A feasible approach for designing multilayer anti icing systems

Reseachers have presented a scalable high-efficiency multilayered anti-icing/de-icing coating: A superhydrophobic upper layer boosts the performance of a electrothermal system.

A snow-covered aircraft.
PCM-impregnated coatings offer potential uses for diverse icephobic applications.  Image source:  Kihyuck Kim - Pixabay (symbol image).

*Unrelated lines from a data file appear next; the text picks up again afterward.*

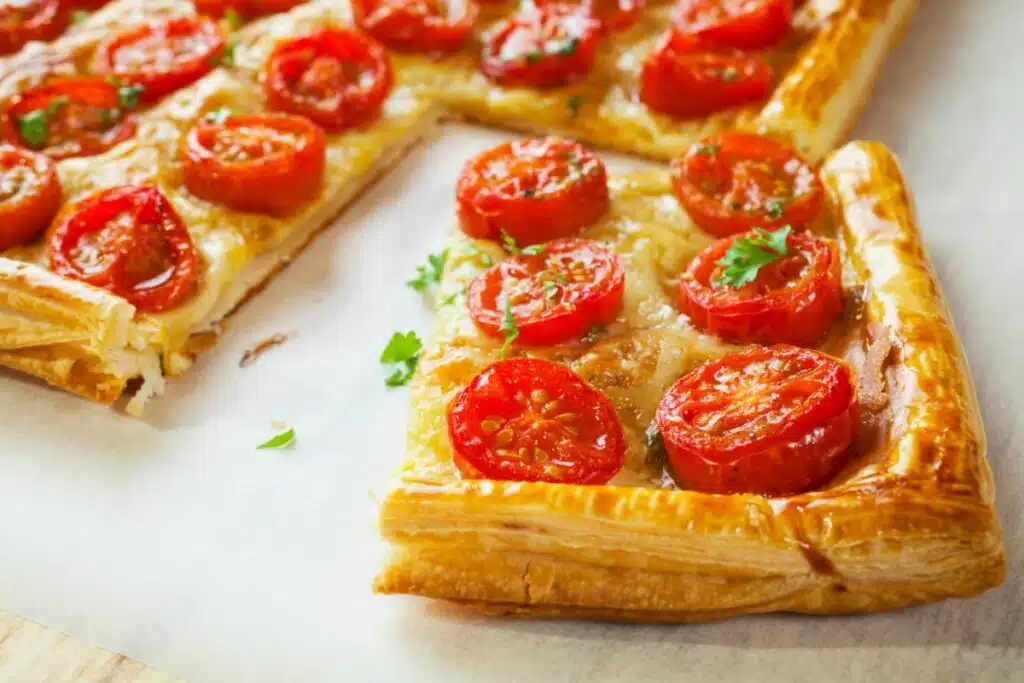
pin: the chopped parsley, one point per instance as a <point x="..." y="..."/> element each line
<point x="508" y="327"/>
<point x="282" y="440"/>
<point x="573" y="103"/>
<point x="749" y="254"/>
<point x="513" y="248"/>
<point x="34" y="128"/>
<point x="430" y="273"/>
<point x="128" y="95"/>
<point x="400" y="356"/>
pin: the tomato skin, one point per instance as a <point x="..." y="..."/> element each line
<point x="749" y="25"/>
<point x="415" y="26"/>
<point x="320" y="60"/>
<point x="276" y="182"/>
<point x="48" y="22"/>
<point x="778" y="451"/>
<point x="686" y="84"/>
<point x="247" y="8"/>
<point x="534" y="190"/>
<point x="127" y="228"/>
<point x="536" y="62"/>
<point x="531" y="420"/>
<point x="592" y="293"/>
<point x="779" y="307"/>
<point x="25" y="215"/>
<point x="727" y="184"/>
<point x="87" y="96"/>
<point x="206" y="41"/>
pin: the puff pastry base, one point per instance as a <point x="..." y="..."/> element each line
<point x="909" y="521"/>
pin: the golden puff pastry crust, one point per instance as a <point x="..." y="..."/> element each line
<point x="910" y="520"/>
<point x="825" y="71"/>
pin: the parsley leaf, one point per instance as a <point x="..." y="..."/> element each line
<point x="218" y="115"/>
<point x="400" y="356"/>
<point x="573" y="103"/>
<point x="128" y="95"/>
<point x="282" y="440"/>
<point x="774" y="209"/>
<point x="430" y="273"/>
<point x="749" y="254"/>
<point x="508" y="327"/>
<point x="513" y="248"/>
<point x="34" y="128"/>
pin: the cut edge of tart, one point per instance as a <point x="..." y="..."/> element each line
<point x="909" y="520"/>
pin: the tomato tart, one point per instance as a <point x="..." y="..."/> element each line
<point x="657" y="419"/>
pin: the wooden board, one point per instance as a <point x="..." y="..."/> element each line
<point x="32" y="653"/>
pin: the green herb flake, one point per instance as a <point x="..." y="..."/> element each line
<point x="508" y="327"/>
<point x="283" y="440"/>
<point x="34" y="128"/>
<point x="430" y="273"/>
<point x="748" y="255"/>
<point x="128" y="95"/>
<point x="400" y="356"/>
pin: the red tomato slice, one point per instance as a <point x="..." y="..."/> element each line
<point x="418" y="26"/>
<point x="247" y="8"/>
<point x="30" y="196"/>
<point x="337" y="78"/>
<point x="775" y="420"/>
<point x="546" y="47"/>
<point x="685" y="84"/>
<point x="73" y="117"/>
<point x="554" y="296"/>
<point x="30" y="19"/>
<point x="613" y="14"/>
<point x="745" y="25"/>
<point x="793" y="300"/>
<point x="260" y="163"/>
<point x="531" y="420"/>
<point x="129" y="241"/>
<point x="534" y="190"/>
<point x="162" y="56"/>
<point x="733" y="182"/>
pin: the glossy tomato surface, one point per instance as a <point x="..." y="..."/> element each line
<point x="30" y="196"/>
<point x="553" y="296"/>
<point x="531" y="190"/>
<point x="772" y="420"/>
<point x="335" y="77"/>
<point x="129" y="241"/>
<point x="530" y="420"/>
<point x="270" y="163"/>
<point x="734" y="182"/>
<point x="793" y="300"/>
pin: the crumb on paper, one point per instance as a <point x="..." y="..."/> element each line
<point x="253" y="354"/>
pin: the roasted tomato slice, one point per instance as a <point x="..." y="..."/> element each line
<point x="684" y="83"/>
<point x="544" y="47"/>
<point x="792" y="299"/>
<point x="260" y="163"/>
<point x="337" y="78"/>
<point x="733" y="182"/>
<point x="75" y="117"/>
<point x="773" y="420"/>
<point x="418" y="26"/>
<point x="554" y="294"/>
<point x="25" y="20"/>
<point x="129" y="241"/>
<point x="162" y="56"/>
<point x="30" y="196"/>
<point x="247" y="8"/>
<point x="531" y="420"/>
<point x="744" y="25"/>
<point x="531" y="190"/>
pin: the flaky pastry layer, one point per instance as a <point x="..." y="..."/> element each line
<point x="910" y="520"/>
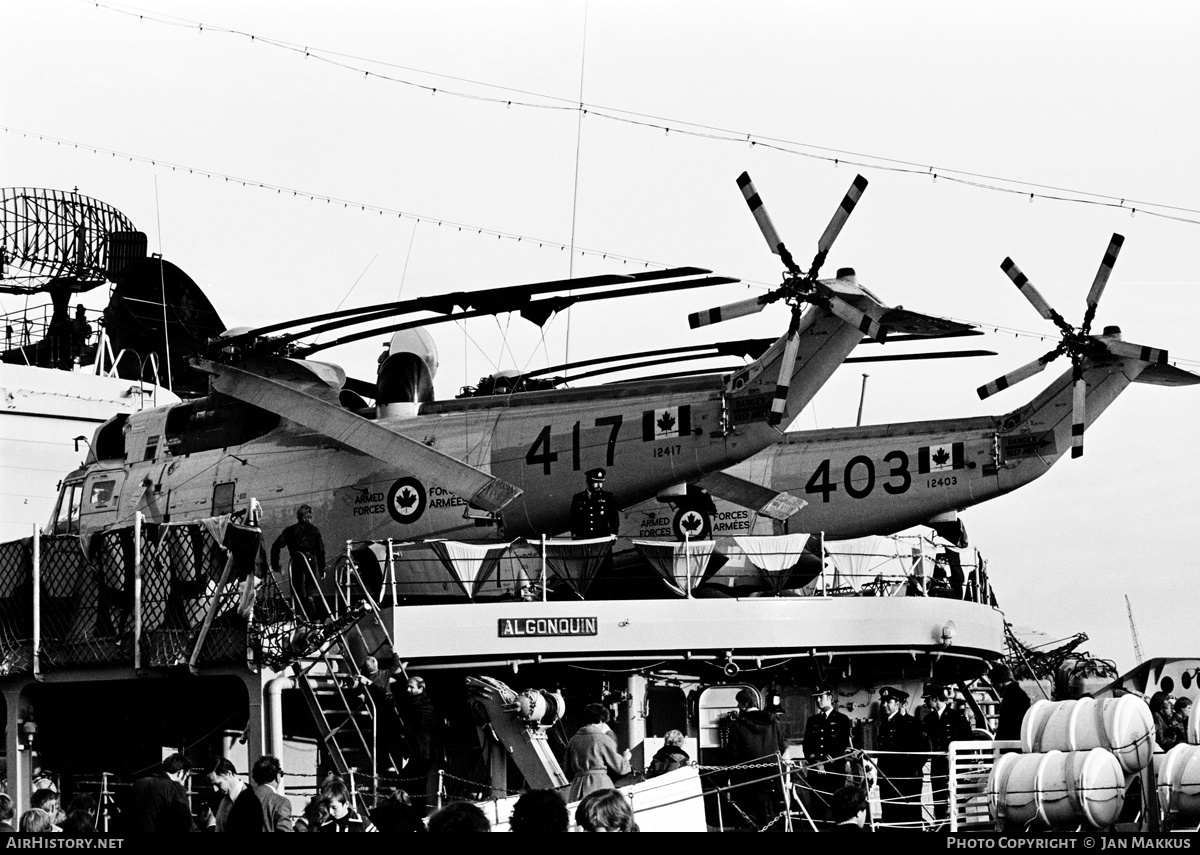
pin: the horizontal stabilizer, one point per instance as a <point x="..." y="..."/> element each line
<point x="1167" y="375"/>
<point x="915" y="323"/>
<point x="777" y="506"/>
<point x="363" y="435"/>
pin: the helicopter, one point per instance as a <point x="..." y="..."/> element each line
<point x="287" y="430"/>
<point x="881" y="479"/>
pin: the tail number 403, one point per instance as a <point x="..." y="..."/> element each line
<point x="858" y="477"/>
<point x="541" y="453"/>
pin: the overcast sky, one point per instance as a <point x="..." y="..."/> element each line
<point x="417" y="115"/>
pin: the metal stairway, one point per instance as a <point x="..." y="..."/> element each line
<point x="346" y="715"/>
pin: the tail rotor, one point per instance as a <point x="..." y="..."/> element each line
<point x="1077" y="344"/>
<point x="798" y="286"/>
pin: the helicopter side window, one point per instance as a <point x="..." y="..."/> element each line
<point x="101" y="494"/>
<point x="222" y="498"/>
<point x="66" y="518"/>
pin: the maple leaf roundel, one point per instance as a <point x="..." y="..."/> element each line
<point x="406" y="500"/>
<point x="693" y="522"/>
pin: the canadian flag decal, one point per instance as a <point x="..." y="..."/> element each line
<point x="660" y="424"/>
<point x="939" y="458"/>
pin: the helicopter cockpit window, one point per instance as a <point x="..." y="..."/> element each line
<point x="66" y="516"/>
<point x="222" y="498"/>
<point x="215" y="423"/>
<point x="101" y="494"/>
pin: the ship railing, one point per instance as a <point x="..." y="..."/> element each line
<point x="148" y="595"/>
<point x="527" y="569"/>
<point x="33" y="333"/>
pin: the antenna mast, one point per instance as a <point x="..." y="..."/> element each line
<point x="1133" y="631"/>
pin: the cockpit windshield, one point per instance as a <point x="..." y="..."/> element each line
<point x="66" y="514"/>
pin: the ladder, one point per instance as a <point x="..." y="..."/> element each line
<point x="346" y="716"/>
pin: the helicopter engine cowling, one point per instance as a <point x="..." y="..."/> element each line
<point x="406" y="374"/>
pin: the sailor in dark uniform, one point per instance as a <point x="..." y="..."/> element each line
<point x="304" y="539"/>
<point x="826" y="745"/>
<point x="594" y="512"/>
<point x="900" y="775"/>
<point x="943" y="724"/>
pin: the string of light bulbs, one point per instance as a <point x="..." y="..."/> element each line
<point x="837" y="156"/>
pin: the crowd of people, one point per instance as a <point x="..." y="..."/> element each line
<point x="833" y="790"/>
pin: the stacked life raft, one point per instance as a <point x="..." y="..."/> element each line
<point x="1079" y="759"/>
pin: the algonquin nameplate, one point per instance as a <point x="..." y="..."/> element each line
<point x="546" y="627"/>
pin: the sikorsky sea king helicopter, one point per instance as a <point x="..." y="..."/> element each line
<point x="287" y="430"/>
<point x="881" y="479"/>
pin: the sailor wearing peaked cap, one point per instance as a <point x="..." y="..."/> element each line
<point x="594" y="512"/>
<point x="826" y="745"/>
<point x="903" y="745"/>
<point x="943" y="724"/>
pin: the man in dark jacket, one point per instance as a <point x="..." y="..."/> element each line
<point x="306" y="552"/>
<point x="594" y="512"/>
<point x="755" y="739"/>
<point x="1013" y="703"/>
<point x="826" y="747"/>
<point x="423" y="727"/>
<point x="342" y="818"/>
<point x="943" y="724"/>
<point x="160" y="802"/>
<point x="900" y="773"/>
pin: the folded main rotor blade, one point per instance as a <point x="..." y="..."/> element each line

The formation and accumulation of ice can easily cause serious safety issues and damage. A superhydrophobic surface can delay ice formation due to its liquid repellence feature, but does not work very well under super cold temperatures. An electrothermal coating can effectively prevent ice formation, while it is very energy-consuming. Now, a multilayered system that combined an electrothermal layer (ET) with an energy-saving superhydrophobic layer (SH) (SH@ET system) was fabricated to improve the energy efficiency of anti-icing/de-icing coatings. A programmable automatic spraying machine was used to prepare the graphene nanoplates (GNP)-based electrothermal coating with controllable electrical resistance and excellent electrothermal performance.

Large-area applications

After spraying the SH layer, the SH@ET coating showed excellent water repellency, superior anti-icing performance, and extremely low ice adhesion strength (15 kPa). During the anti-icing test, there was no ice accumulation on the surface of the assembled SH@ET system even under low power (0.5 W) at −19 °C for 20 min, confirming its practical application prospects. The SH@ET system also exhibited superior deicing performance compared to the ET coating. An obvious difference appeared at a low applied voltage range, under which ice continuously formed on the surface of ET coating, while no ice formed on the SH layer. The results can be ascribed to the better water repellency and low ice adhesion strength of the SH layer. According to the researchers, their work provides a feasible approach for designing multilayer anti-/de-icing systems for practical large-area applications.

The study has been published in Progress in Organic Coatings, Volume 168, July 2022.